Кино об агентах национальной безопасности страдает, помимо всего прочего, еще и «комплексом Рэмбо». За редкими исключениями, герой-спецслужбист находится или может в любой момент оказаться в положении «чужого среди своих». Может быть, он сам дал слабину и ушел из органов, скажем, в частный сыск, или удалился из отвращения к «демократической вакханалии» на пасеку, как герой Федора Бондарчука в «Мужской работе», но, когда припрет, вернется в строй. Может быть, его подставило или даже посадило коррумпированное начальство, обвинив, скажем, в незаконных методах следствия, которые он использовал для спасения потенциальных жертв маньяка или террориста, а наше пекущееся о правах любого человека правосудие выписало ему волчий билет. Такая беда приключилась, например, с Лисом из «Антикиллера» (2003) Егора Кончаловского. Лис, конечно, мент, а не спецагент, но в «Антикиллере-2» борется уже не с отморозками «бригадира» Баркаса, а с чеченскими диверсантами, то есть выполняет функции спецслужб. Наконец, и это самый оригинальный вариант, отработанный в «Личном номере», героя подставляют террористы: накачали наркотиками и заставили признаться под видеозапись в том, что ФСБ устроила московские и волгодонский взрывы. Конечно, такие стереотипные коллизии переходят из фильма в фильм только пущего драматизма ради. Но есть в них что-то болезненное: герой носит ВЧК-ОГПУ-НКВД-МГБ-КГБ-ФСБ (ну, или ГРУ) в сердце своем, как Китеж-град.

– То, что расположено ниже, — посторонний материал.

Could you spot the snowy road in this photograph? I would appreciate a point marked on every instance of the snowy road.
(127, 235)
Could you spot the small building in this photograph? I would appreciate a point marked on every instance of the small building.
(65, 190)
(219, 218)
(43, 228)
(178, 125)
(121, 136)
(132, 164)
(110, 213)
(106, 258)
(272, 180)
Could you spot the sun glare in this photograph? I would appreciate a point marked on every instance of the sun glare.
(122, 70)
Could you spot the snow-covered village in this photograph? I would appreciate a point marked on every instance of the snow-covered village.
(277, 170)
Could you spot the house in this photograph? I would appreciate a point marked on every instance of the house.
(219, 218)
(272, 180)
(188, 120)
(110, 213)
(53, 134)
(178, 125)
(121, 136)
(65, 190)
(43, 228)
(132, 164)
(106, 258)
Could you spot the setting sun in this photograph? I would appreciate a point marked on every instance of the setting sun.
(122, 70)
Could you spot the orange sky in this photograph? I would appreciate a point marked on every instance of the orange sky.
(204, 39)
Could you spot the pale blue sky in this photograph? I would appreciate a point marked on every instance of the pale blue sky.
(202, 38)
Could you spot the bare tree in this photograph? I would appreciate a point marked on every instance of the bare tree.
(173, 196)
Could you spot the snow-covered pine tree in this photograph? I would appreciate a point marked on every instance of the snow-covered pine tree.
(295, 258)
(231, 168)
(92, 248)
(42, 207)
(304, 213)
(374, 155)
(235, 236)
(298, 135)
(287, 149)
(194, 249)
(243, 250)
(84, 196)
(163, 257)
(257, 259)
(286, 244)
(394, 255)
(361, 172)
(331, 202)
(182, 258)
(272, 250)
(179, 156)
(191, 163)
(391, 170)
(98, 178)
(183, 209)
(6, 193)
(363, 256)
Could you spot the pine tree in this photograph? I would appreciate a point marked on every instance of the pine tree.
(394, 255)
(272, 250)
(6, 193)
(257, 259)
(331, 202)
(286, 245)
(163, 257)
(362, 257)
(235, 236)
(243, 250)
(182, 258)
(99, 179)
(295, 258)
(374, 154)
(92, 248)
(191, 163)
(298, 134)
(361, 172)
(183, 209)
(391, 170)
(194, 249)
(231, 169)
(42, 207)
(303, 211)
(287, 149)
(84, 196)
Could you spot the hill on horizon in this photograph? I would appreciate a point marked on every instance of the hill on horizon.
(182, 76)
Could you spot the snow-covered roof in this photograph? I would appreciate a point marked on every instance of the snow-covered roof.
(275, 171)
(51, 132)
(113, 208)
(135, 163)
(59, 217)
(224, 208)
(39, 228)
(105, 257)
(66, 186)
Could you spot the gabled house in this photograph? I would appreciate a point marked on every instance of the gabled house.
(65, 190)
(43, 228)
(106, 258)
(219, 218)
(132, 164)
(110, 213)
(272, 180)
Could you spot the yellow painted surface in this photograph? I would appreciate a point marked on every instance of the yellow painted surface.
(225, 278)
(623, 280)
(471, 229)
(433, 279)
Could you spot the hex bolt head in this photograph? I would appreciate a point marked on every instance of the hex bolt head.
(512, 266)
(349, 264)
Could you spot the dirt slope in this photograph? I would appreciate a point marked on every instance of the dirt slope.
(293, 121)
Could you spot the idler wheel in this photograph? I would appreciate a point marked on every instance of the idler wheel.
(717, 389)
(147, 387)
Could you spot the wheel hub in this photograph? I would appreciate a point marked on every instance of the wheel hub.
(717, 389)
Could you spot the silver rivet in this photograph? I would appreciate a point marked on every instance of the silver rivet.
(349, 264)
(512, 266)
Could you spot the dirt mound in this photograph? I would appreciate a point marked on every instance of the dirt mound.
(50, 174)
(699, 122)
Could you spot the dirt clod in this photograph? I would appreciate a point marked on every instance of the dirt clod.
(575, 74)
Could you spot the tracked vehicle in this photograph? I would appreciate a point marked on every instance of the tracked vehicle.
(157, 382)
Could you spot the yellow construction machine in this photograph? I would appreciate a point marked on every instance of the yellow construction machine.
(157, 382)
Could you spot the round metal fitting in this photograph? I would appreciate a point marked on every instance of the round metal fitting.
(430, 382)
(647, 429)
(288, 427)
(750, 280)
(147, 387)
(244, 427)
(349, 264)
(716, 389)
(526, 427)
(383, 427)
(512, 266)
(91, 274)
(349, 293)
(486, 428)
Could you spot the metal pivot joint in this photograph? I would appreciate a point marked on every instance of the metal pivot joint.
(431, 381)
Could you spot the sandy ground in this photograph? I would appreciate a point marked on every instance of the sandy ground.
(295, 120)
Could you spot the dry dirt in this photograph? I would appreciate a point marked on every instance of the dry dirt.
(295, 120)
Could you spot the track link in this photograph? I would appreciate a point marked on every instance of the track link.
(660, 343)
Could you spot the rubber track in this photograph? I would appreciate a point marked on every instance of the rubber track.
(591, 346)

Несколько выдающихся американских вестернов 1950-х годов завершались тем, что шериф, не выдержав трусости и продажности тех самых обывателей, которых он защищал, швырял в пыль свою оловянную звезду или позолоченные кольты. Представить себе чекистские фильмы с аналогичным финалом трудно. Они начинаются с того, что, фигурально выражаясь, герой подбирает из пыли свой значок почетного чекиста. Или, допустим, достает из ящика стола партбилет, который спрятал туда в августе 1991 года, как ВВП. Перекрестив предварительно. Но, если партбилет перекрестить, он уже не совсем партбилет. Так же, как современный чекист — не совсем чекист, а кто он, не знает ни он сам, ни режиссеры, поющие о нем песни.